Criamos, por exemplo, a empresa “Juntos Somos Mais”, em sociedade com a Votorantim Cimentos e a Tigre. Nesse primeiro momento é um programa de fidelização de lojas de material de construção e profissionais. O próximo passo é criar uma solução para reformas. (Terá espaço para crescer porque) a experiência de reforma é muito ruim no Brasil. Outra empresa que criamos foi a G2L, de logística. Temos um gasto alto com logística e muita ineficiência e fizemos uma empresa logística digital, uma plataforma, com logaritmos e inteligência artificial que nos dá as melhores opções de frete. Com essa empresa conseguimos reduzir todo o impacto com o tabelamento do frete, que foi superior a R$ 200 milhões em 2019. Entre as empresas constituídas oficialmente e as que estão em fase piloto já são oito no guarda-chuva da Gerdau.
A Gerdau vai avançar com esta estratégia?

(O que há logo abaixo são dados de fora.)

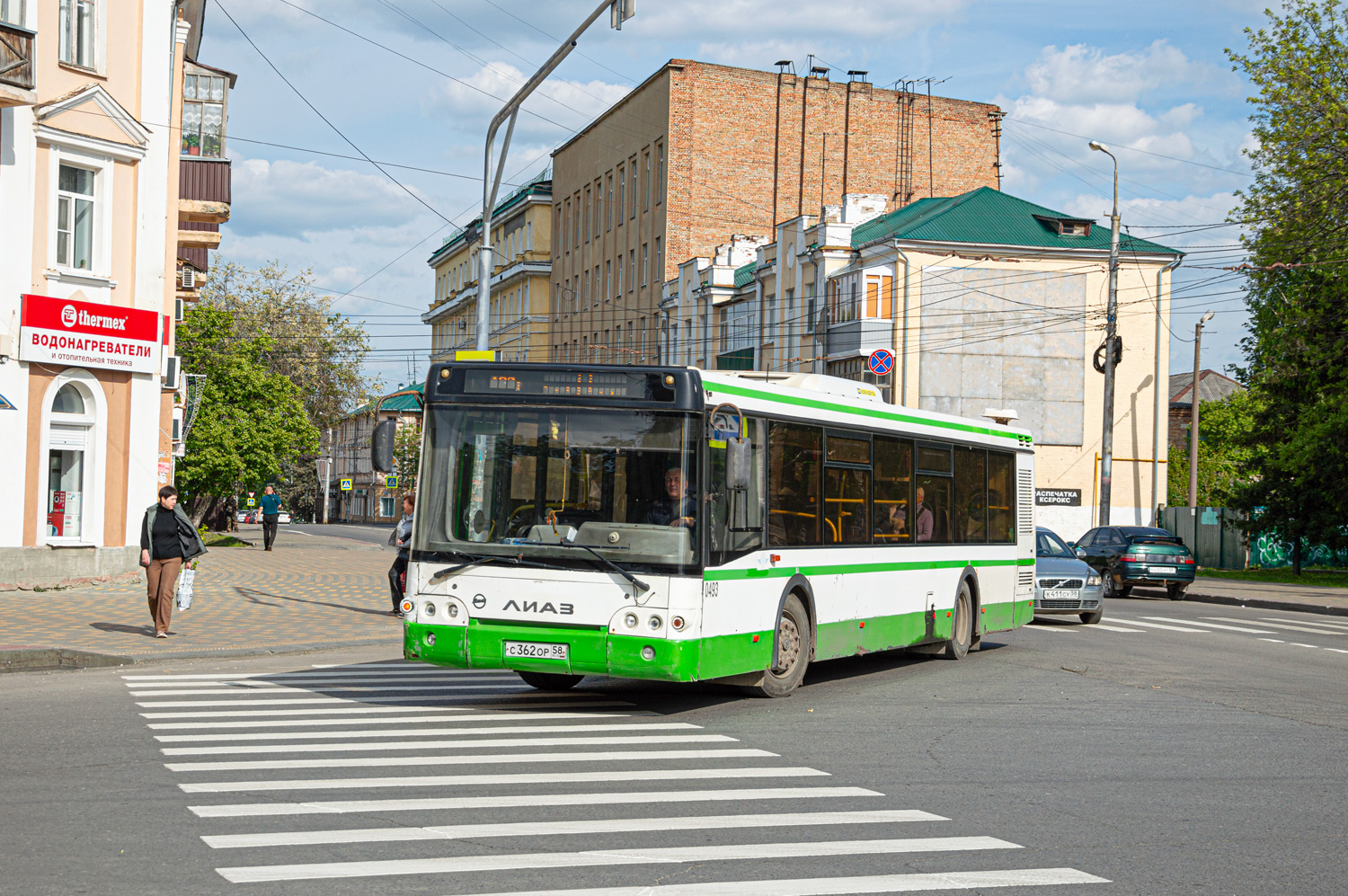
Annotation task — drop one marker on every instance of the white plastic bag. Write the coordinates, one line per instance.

Como temos várias iniciativas nesse sentido, não estamos conseguindo dar a elas a velocidade que gostaríamos. Criamos então uma nova divisão de negócios, de “Novos Negócios”, com esse objetivo. A última reunião do Conselho (de Administração) decidiu que parte importante do faturamento da Gerdau, de 20% do faturamento nos próximos dez anos, virá de negócios que a gente ainda não tem. Um dia alguém vai chegar e eliminar as ineficiências do setor industrial. Queremos ser o ator importante na eliminação dessas ineficiências. Paramos, então, de olhar só o mundo do aço.

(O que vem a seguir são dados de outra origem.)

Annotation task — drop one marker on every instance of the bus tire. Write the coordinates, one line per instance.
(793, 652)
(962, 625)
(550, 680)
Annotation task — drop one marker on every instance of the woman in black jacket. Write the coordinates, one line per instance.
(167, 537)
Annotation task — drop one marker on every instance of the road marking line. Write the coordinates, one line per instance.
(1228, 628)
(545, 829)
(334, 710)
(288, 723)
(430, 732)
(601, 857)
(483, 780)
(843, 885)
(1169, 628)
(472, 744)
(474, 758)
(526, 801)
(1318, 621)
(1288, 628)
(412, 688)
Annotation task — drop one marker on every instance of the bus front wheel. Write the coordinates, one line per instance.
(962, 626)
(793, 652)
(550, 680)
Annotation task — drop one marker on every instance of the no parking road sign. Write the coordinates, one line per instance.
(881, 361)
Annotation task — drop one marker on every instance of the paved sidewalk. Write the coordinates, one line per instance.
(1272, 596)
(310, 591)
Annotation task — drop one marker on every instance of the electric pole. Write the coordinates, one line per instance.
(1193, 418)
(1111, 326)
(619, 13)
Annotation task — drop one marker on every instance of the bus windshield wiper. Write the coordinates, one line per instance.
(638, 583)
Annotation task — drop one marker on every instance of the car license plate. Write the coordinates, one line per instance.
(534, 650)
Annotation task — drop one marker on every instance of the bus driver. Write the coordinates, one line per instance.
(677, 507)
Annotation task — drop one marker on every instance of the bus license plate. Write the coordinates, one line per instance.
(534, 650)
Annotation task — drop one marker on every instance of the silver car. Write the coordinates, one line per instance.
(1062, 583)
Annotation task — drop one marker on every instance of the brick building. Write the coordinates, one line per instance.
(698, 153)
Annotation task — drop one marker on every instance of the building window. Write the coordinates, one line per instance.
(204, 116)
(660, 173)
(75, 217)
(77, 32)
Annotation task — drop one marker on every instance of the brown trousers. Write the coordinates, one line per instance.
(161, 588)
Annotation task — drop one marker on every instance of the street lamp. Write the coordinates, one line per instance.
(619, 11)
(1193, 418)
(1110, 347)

Essas iniciativas atingem também o braço que vende ao setor automotivo?
O segmento de aços especiais – usados pelos fabricantes de carros – é muito importante para nós. Com o processo de eletrificação dos veículos, veremos mais lançamentos de híbridos e elétricos, que precisam ser mais leves. Resolvemos entrar no segmento do grafeno (derivado do grafite, material extremamente forte e leve) porque esse material e o aço vão coexistir em escala maior na produção de carros. É novo para nós lidar com patentes e desenvolvimento de aplicações. Abrimos um escritório em Manchester, onde fica o maior centro ocidental de desenvolvimento do grafeno. Quando o grafeno crescer nessa indústria, seremos um competidor relevante. Estamos agora desenvolvendo uma solução para o vergalhão, no qual poderá ser feita uma pintura de grafeno, para que ele possa sobreviver, por exemplo, a ambientes corrosivos. Fizemos uma associação com a Universidade de Manchester e agora estamos decidindo em que lugar abriremos fisicamente a empresa.
Quais suas expectativas para a economia brasileira em 2020?
Estamos muito otimistas com o Brasil, como não estivemos nos últimos anos. Não só diante das reformas e dos sinais da economia, mas vendo a tradução disso em entrada de pedidos. Os últimos meses foram muito bons na construção civil.
As informações são do jornal O Estado de S. Paulo.